Halina Mlynkova: Odeszłam od typowego folku
Właśnie ukazał się trzeci solowy album Haliny Mlynkovej "Życia mi mało". Na płycie znajdziemy m.in. piosenkę, którą śpiewa ze swoim synem Piotrem. "Wydaje mi się, że z każdą płytą mam większe poczucie odpowiedzialności za to, co robię" - mówi Halina Mlynkova w rozmowie z agencją PAP Life.

30 września ukazała się trzecia płyta Haliny Mlynkovej zatytułowana "Życia mi mało". W wywiadzie dla agencji PAP Life wokalistka opowiedziała Andrzejowi Grabarczukowi o emocjach, jakie towarzyszą jej w związku z premierą albumu.

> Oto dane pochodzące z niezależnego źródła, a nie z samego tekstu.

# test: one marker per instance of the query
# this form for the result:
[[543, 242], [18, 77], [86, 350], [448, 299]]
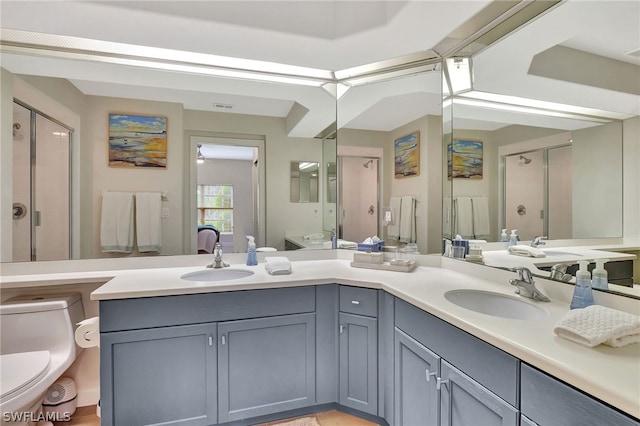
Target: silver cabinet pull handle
[[440, 382], [429, 375]]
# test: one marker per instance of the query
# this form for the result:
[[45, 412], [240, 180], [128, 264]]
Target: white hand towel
[[463, 222], [116, 222], [480, 208], [393, 229], [597, 324], [407, 219], [148, 228], [522, 250], [277, 265]]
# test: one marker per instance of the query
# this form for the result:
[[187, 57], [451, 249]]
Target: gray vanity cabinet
[[465, 402], [203, 359], [547, 401], [358, 349], [165, 375], [457, 378], [266, 365]]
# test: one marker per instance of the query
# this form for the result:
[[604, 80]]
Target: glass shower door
[[51, 191], [41, 187]]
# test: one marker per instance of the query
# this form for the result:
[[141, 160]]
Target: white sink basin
[[495, 304], [217, 275]]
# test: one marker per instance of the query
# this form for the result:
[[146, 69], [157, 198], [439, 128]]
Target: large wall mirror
[[538, 134]]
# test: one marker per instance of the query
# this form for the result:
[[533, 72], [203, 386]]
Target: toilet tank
[[40, 322]]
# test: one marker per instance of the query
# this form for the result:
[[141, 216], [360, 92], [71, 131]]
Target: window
[[215, 206]]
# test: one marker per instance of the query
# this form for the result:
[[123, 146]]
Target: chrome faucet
[[217, 258], [526, 287], [559, 272], [537, 241]]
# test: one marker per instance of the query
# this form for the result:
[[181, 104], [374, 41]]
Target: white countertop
[[610, 374]]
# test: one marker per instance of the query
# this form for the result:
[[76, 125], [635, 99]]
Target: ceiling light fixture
[[199, 156]]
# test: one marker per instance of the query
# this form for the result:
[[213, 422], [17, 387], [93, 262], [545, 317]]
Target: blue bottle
[[252, 256], [582, 293]]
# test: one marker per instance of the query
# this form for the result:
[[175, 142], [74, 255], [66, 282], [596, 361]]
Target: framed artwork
[[407, 155], [137, 141], [464, 159]]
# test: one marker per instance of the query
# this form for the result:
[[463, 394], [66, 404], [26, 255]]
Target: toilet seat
[[20, 370]]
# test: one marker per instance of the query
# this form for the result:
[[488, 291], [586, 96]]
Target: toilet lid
[[21, 369]]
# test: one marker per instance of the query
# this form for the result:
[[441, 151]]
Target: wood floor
[[86, 416]]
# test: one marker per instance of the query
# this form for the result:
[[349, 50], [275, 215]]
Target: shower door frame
[[545, 192], [34, 112], [340, 204]]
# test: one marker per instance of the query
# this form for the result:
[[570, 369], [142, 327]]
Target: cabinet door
[[266, 365], [464, 401], [359, 362], [159, 376], [416, 368]]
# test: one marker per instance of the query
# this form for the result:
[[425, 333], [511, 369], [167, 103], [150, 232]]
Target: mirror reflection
[[552, 141], [304, 181]]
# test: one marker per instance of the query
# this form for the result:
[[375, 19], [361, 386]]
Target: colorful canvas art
[[465, 159], [137, 141], [407, 155]]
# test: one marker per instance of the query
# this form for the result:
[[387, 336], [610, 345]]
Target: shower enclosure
[[538, 193], [41, 186], [358, 197]]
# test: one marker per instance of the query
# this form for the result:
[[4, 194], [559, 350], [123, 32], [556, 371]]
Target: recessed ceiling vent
[[634, 52], [219, 105]]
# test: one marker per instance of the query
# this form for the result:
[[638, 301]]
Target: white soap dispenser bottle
[[252, 256], [504, 238], [582, 294], [599, 276]]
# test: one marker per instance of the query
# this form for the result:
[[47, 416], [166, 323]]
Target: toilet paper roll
[[88, 333]]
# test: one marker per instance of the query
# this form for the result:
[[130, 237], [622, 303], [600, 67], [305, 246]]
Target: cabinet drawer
[[151, 312], [547, 401], [359, 301]]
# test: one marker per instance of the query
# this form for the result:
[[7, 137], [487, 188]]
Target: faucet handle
[[524, 274]]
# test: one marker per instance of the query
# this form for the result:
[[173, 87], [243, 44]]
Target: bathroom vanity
[[388, 345]]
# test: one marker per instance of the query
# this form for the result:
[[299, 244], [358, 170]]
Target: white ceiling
[[328, 35]]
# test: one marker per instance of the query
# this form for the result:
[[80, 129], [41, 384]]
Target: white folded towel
[[407, 219], [597, 324], [148, 227], [116, 222], [522, 250], [316, 236], [277, 265], [393, 229]]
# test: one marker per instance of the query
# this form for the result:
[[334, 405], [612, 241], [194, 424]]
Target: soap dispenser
[[252, 256], [504, 238], [582, 294], [600, 278]]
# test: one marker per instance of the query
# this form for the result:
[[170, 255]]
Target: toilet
[[38, 346]]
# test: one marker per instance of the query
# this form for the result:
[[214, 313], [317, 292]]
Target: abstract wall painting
[[407, 155], [465, 160], [137, 141]]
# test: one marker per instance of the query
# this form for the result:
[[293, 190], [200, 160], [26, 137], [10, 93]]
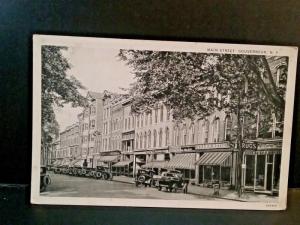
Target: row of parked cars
[[99, 172], [171, 180]]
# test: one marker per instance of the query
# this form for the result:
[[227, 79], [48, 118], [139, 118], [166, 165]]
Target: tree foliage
[[58, 89], [196, 84]]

"Trochę się boję. Dopóki jestem w studio i nagrywam piosenki, mam wrażenie, że wolno mi wszystko i jestem w swoim bardzo intymnym świecie, muzyka i emocje dotyczą tylko mnie. Nie myślę o tym, że przecież przyjdzie taki moment, kiedy będę musiała się przed wszystkimi obnażyć. Więc, kiedy nadchodzi dzień premiery, to jest to dla mnie niesamowicie stresujący moment. Dopiero wtedy zdaje sobie sprawę z tego, co zrobiłam" - opowiadała Mlynkova.
Wokalistka przyznała również, że z czasem zyskuje coraz większe poczucie odpowiedzialności za to, co robi. "Kiedy byłam w Brathankach i wydawaliśmy album, podchodziłam do tego na luzie, ciężar odpowiedzialności brali na swoje barki chłopcy z zespołu. Wszystko zmieniło się, gdy zaczęłam karierę solową" - zauważa.
Na swoim nowym albumie Halina Mlynkova zdecydowała się odejść od kojarzonego z nią folku.
"Mniej jest skrzypiec i fletów, bardziej kładziemy nacisk na mocne gitarowe granie. Natomiast elementem folkowym na płycie są wokalizy. Nagrywając piosenki, miałam na uwadze to, by dobrze brzmiały na koncertach, a występy przed publicznością są tym, co lubię najbardziej" - tłumaczyła była wokalistka Brathanków.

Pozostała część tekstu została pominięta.